• Starke Regierung oder schwache Opposition?
  • 10.10.2011


Der Bürgerplattform ist bei den gestrigen Wahlen gelungen, was seit 1989 keiner Partei in Polen gelang: sie wird zum zweiten Mal in Folge die Regierung stellen, höchstwahrscheinlich in derselben Koalition, in der sie die vergangene Kadenz über regiert hat. Für die Partei von Oppositionsführer Jaroslaw Kaczynski PiS sind es indes die sechsten verlorenen Wahlen in Folge.

Rzeczpospolita: Starke Regierung oder schwache Opposition?

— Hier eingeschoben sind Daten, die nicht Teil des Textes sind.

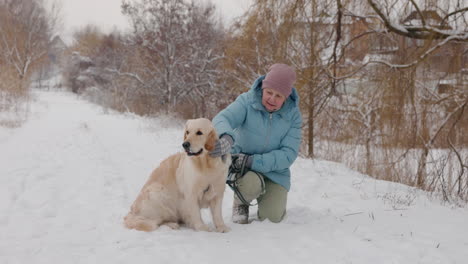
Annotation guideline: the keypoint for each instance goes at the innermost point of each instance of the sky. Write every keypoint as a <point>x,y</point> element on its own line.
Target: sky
<point>106,13</point>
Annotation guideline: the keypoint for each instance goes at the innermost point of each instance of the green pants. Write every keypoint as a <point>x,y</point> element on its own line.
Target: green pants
<point>271,204</point>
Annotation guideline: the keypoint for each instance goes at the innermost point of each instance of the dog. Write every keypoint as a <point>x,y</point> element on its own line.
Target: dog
<point>183,184</point>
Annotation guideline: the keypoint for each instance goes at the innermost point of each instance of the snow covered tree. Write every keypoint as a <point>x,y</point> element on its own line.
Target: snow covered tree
<point>177,44</point>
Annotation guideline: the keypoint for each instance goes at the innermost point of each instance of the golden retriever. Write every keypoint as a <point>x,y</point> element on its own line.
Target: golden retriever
<point>183,184</point>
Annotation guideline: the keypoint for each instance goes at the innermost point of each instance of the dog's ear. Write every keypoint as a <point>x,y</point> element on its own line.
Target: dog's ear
<point>211,141</point>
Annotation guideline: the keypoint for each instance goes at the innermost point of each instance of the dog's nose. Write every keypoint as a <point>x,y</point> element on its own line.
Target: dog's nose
<point>186,145</point>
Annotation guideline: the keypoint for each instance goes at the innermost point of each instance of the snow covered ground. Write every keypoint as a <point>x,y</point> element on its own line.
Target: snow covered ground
<point>71,172</point>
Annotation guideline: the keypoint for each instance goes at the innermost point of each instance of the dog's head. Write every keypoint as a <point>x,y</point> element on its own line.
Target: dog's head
<point>199,137</point>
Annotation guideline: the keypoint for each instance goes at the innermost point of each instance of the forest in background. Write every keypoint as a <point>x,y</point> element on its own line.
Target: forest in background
<point>383,83</point>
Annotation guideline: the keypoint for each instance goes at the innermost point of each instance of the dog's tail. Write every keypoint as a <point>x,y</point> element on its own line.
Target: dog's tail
<point>140,223</point>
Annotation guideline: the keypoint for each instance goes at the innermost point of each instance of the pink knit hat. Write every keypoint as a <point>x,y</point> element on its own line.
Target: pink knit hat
<point>280,78</point>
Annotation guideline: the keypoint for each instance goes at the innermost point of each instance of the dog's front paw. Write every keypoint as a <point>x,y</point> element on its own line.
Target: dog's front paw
<point>223,229</point>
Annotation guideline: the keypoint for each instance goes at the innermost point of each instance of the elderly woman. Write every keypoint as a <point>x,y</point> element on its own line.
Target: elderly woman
<point>262,129</point>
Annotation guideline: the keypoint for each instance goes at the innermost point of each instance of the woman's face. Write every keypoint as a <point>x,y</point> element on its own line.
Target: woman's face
<point>272,100</point>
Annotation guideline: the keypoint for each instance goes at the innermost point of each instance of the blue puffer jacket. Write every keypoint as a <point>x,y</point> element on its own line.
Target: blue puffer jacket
<point>272,138</point>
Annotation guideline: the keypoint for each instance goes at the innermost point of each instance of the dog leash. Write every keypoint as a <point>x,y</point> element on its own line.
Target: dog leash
<point>235,174</point>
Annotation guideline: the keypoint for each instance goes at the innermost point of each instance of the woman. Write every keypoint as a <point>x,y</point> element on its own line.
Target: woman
<point>262,129</point>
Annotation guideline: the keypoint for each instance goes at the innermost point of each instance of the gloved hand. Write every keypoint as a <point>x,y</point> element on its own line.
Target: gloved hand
<point>241,159</point>
<point>222,146</point>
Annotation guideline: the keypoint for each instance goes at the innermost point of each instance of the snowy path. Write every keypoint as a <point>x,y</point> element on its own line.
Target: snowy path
<point>69,175</point>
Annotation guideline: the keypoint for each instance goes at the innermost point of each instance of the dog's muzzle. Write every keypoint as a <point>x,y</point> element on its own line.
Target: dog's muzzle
<point>186,146</point>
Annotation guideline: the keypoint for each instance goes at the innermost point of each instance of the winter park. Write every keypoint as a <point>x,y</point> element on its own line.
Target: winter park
<point>95,95</point>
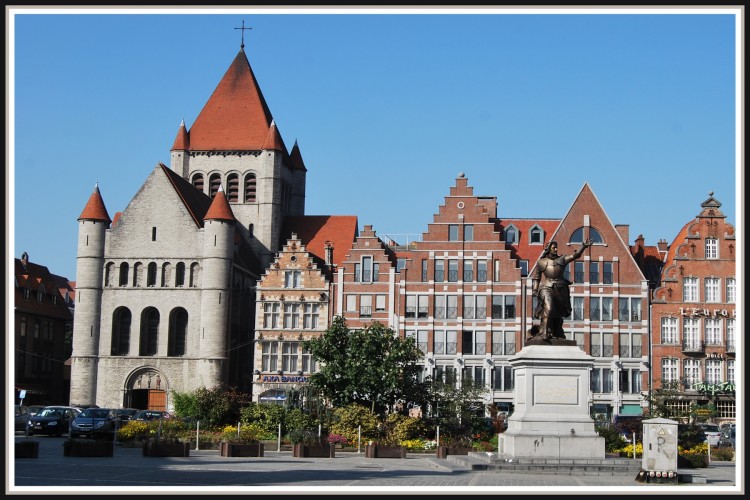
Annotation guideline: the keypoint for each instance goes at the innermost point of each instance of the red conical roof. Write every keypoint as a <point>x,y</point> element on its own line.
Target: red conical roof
<point>95,209</point>
<point>219,209</point>
<point>182,141</point>
<point>236,116</point>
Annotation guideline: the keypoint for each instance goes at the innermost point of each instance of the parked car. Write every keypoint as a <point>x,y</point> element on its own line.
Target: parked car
<point>148,415</point>
<point>125,414</point>
<point>98,423</point>
<point>52,420</point>
<point>34,409</point>
<point>728,437</point>
<point>22,417</point>
<point>713,433</point>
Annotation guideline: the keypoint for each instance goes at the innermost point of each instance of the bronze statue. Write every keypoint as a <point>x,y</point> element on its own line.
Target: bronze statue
<point>549,285</point>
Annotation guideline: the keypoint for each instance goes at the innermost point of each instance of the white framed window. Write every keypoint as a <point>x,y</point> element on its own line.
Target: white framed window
<point>351,303</point>
<point>289,356</point>
<point>310,316</point>
<point>271,315</point>
<point>690,289</point>
<point>669,373</point>
<point>712,287</point>
<point>292,279</point>
<point>731,345</point>
<point>291,315</point>
<point>731,290</point>
<point>713,331</point>
<point>712,248</point>
<point>379,303</point>
<point>713,371</point>
<point>691,334</point>
<point>270,356</point>
<point>691,373</point>
<point>668,330</point>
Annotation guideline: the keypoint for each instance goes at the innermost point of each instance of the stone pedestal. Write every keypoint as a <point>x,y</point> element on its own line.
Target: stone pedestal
<point>551,406</point>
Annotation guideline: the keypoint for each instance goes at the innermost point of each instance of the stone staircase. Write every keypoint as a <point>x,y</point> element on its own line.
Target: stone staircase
<point>590,466</point>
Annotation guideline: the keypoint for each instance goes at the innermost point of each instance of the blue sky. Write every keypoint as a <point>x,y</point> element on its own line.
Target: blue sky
<point>387,109</point>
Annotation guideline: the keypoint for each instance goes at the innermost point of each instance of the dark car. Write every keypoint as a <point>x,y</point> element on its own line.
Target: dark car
<point>98,423</point>
<point>126,414</point>
<point>52,420</point>
<point>147,415</point>
<point>22,417</point>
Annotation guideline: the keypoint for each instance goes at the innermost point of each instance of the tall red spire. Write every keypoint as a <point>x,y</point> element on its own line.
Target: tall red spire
<point>236,116</point>
<point>95,209</point>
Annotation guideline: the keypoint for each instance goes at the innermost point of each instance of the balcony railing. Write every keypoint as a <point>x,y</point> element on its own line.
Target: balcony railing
<point>694,346</point>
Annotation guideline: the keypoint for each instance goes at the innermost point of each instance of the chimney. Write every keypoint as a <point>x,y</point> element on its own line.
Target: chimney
<point>329,253</point>
<point>624,231</point>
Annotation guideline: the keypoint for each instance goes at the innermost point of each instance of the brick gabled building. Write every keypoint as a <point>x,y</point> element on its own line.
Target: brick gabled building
<point>693,316</point>
<point>41,320</point>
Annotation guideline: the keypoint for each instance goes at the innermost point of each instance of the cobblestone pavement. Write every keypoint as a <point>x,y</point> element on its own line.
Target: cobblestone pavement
<point>204,471</point>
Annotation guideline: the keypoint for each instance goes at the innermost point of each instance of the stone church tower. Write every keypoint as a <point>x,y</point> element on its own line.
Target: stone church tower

Woher dieses Wahlergebnis? Wieso hat die Bürgerplattform gesiegt, obwohl sie in den vergangenen vier Jahren viele Fehler begangen hat – angefangen bei den Ermittlungen zur Smolenskkatastrophe, über die misslungene Schulreform, bis hin zu den Pleiten beim Autobahnbau? Diese Fragen stellt in seinem Wahlkommentar in der konservativen Tageszeitung Rzeczpospolita Chefredakteur Pawel Lisicki. Seine These: Einerseits habe hier die Einseitigkeit und feindliche Haltung der polnischen Medien gegenüber der Recht und Gerechtigkeit eine wichtige Rolle gespielt. Das allerdings sei nur die halbe Wahrheit. Denn auch Kaczynski selbst habe schwerwiegende Fehler begangen. Seiner Partei  ist es nicht gelungen, sich von dem Image einer radikalen und unberechenbaren Gruppierung zu lösen. Dazu beigetragen haben unter anderem die radikalen Äußerungen zur Smolensk-Katastrophe, der Flirt mit den Fußball-Hooligans und die neuesten Aussagen Kaczynskis über Angela Merkel. Schließlich habe die PiS auch durch den Widerstand Kaczynskis, sich Premierminister Donald Tusk in einer Fernsehdebatte zu stellen, zusätzlich an Glaubwürdigkeit verloren. Denn wie könne man glaubwürdig die Regierung kritisieren, behaupten, dass die Mannschaft Tusks das schlechteste Kabinett seit 1989 ist und sich gleichzeitig davor drücken, es dem Ministerpräsidenten vor Fernsehkameras zu beweisen? Die sechste Niederlage Kaczynskis in Folge ist zum Teil selbst verschuldet, so Pawel Lisicki in der Rzeczpospolita.

Dziennik/Gazeta Prawna: Keine Ausreden mehr

Die Publizistin des Dziennik /Gazeta Prawna Jadwiga Sztabińska betont, dass die Wiederwahl für die Bürgerplattform und für Parteichef Tusk eine immense Verantwortung bedeutet. Nun, schreibt Sztabinska, gibt es kein Alibi mehr. Nicht der richtige Präsident, schwierige Opposition, Reformen müssen warten, bis sich die politische Lage stabilisiert – all diese Ausreden sind nun passe. Jetzt gilt nur noch: In acht Jahren kann man den Staat verändern und reparieren, man kann ihn auch kaputt machen. Allein an Donald Tusk liegt es nun, wie er die Chance, die er von den Polen erhalten hat, nutzt.

Gazeta Wyborcza: Gespaltenes Polen

In seinem Kommentar für die Gazeta Wyborcza macht Jaroslaw Kurski auf einen gesellschaftlichen Aspekt der gestrigen Wahlen aufmerksam. Kaczynski, so Kurski, habe zwar verloren.  Nichtsdestotrotz teilt immerhin noch ein Drittel der Wähler seine politische Vision – die Vision eines Polens, das von externen und internen Feinden umzingelt ist. Fazit: Polen ist weiterhin dramatisch gespalten. Und diese Kluft zu überbrücken und zuzuschütten, schreibt Kurski, sei eine wichtige Aufgabe für die kommenden Jahre. "Ist es möglich die PiS-Wähler davon zu überzeugen, dass Opposition nicht Destruktion bedeutet? Dass die Opposition mit der Regierung im Namen des Gemeinwohls zusammenarbeiten kann", fragt sich  nach dem gestrigen Wahlsieg der Bürgerplattform PO der Publizist der Gazeta Wyborcza Jaroslaw Kurski.